That new artist you just favorited; that new genre you just discovered or that new song you are saving for a new day, are all products of music discovery and algorithms. Although we are perfectly capable of curating our own playlists, searching up new artists and bands, and finding new genres to enjoy, sometimes we just don’t have the time for it or don’t feel like thumbing through hundreds of thousands of songs. This is where your music streaming app becomes your best friend because it can turn a bad day into a bearable one and a boring transit ride into a silent concert, all with the push of a button. Welcome to automated music curation, a product of big data, machine learning, and artificial intelligence. Yes, this is how your music streaming app knows you so well; let’s explore how recommendation models work.
Generally speaking, there are three types of music recommendation models that use three different types of analysis. The first is collaborating filtering models, which looks at a user’s behavior on the music streaming app as well as other people’s behavior. The second is natural language processing (NLP models), which analyze text, and the third are audio models which take a look at the raw audio tracks themselves. In most cases, music streaming applications will use a combination of all three types of analysis, as this provides a unique and powerful discovery engine.
The most common example of collaborative filtering is star-based movie ratings that you get on Netflix. It provides you with a basic understanding of which movies you may like based on your previous ratings and it provides Netflix with the ability to recommend movies/television shows based on what similar users have enjoyed. For music applications, the collaborative filtering is based on implicit feedback data, meaning the live stream of your music is counted. This includes how many tracks are streamed and additional streaming data like whether a song is saved to a playlist or whether a user visits that particular artist’s page after listening to one of their songs. Although this is great, how does it actually work?
A user has a set of track preferences, such as P, R, Q, and T, whereas, another user may have a set of preferences denoted as R, F, P, and Q. The collaborative data shows that both users like Q, R, and P and so you probably are both very similar in what you like. This is furthered to say, you will probably enjoy what each other listen to and so you should check out the only track currently not mentioned in the preference list. So in this instance, for the first user it is F and for the second, it is track T. Now the question is, how does a music streaming app do this for millions of preferences? By using matrix math. Essentially, at the end of the mathematical equation, you get two types of vectors, where X is the user and Y is the song. When you compare these vectors, you find out which users have similar music tastes and which song’s are similar to the current song you are looking at.
The second type of music recommendations come from natural language processing which is sourced from text data. This can include news articles, blogs, text through the internet, and even metadata. What occurs here is your music streaming applications crawl the web, constantly looking out for written text about music, such as blogs or song titles, and figures out what people are saying about these songs or artists. Now because natural language processing allows a computer to understand human speech, it is able to see which adjectives are being used frequently in reference to the songs and artists in question. This data then gets processed into cultural vectors and top terms and given an associated weight that has a corresponding importance. Basically, the probability that someone is going to use that specific term to describe a song, band, genre, or artist. If the probability is high, that piece of music is likely to be categorized as similar.

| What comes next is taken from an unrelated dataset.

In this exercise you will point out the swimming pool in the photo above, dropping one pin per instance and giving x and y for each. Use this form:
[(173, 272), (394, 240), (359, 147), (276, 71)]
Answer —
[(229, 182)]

The third type of music recommendation comes from analyzing raw audio tracks. Although it may not seem like you would need this in your music streaming app if you have the first two, what this particular model does is improves the accuracy of recommendations by taking both old and new songs into account. An example of this would be a new song coming onto the music application and only getting 50-100 listens but since there are so few filtering against it, this type of song could end up on a discovery playlist alongside popular songs. This is because raw audio models do not discriminate against new and popular songs, especially if natural language processing hasn’t picked the track up through text online. So how does raw audio tracks get analyzed? Through convolutional neural networks that form spectrograms. This works by creating convolutional layers or “thick and thin” bars that showcase time-frequency representations of audio frames and inputs. After passing through each layer, you are able to see what computing statistics are learned across the time of the song, or in layman’s terms the features of the songs. This can include time signature, mode, tempo, loudness, and key of the song. Your music streaming application can then understand the fundamental similarities of songs and recommend them based on their listening features.
When it comes down to it, your music streaming application knows you because of the massive amount of data that it stores and analyzes. In order to work correctly though, audio files, matrices, mathematics, and text must all be analyzed in real-time, applied, and updated through machine learning processes. Yes, a form of artificial intelligence powers that perfect recommended playlist you tap into on a daily basis.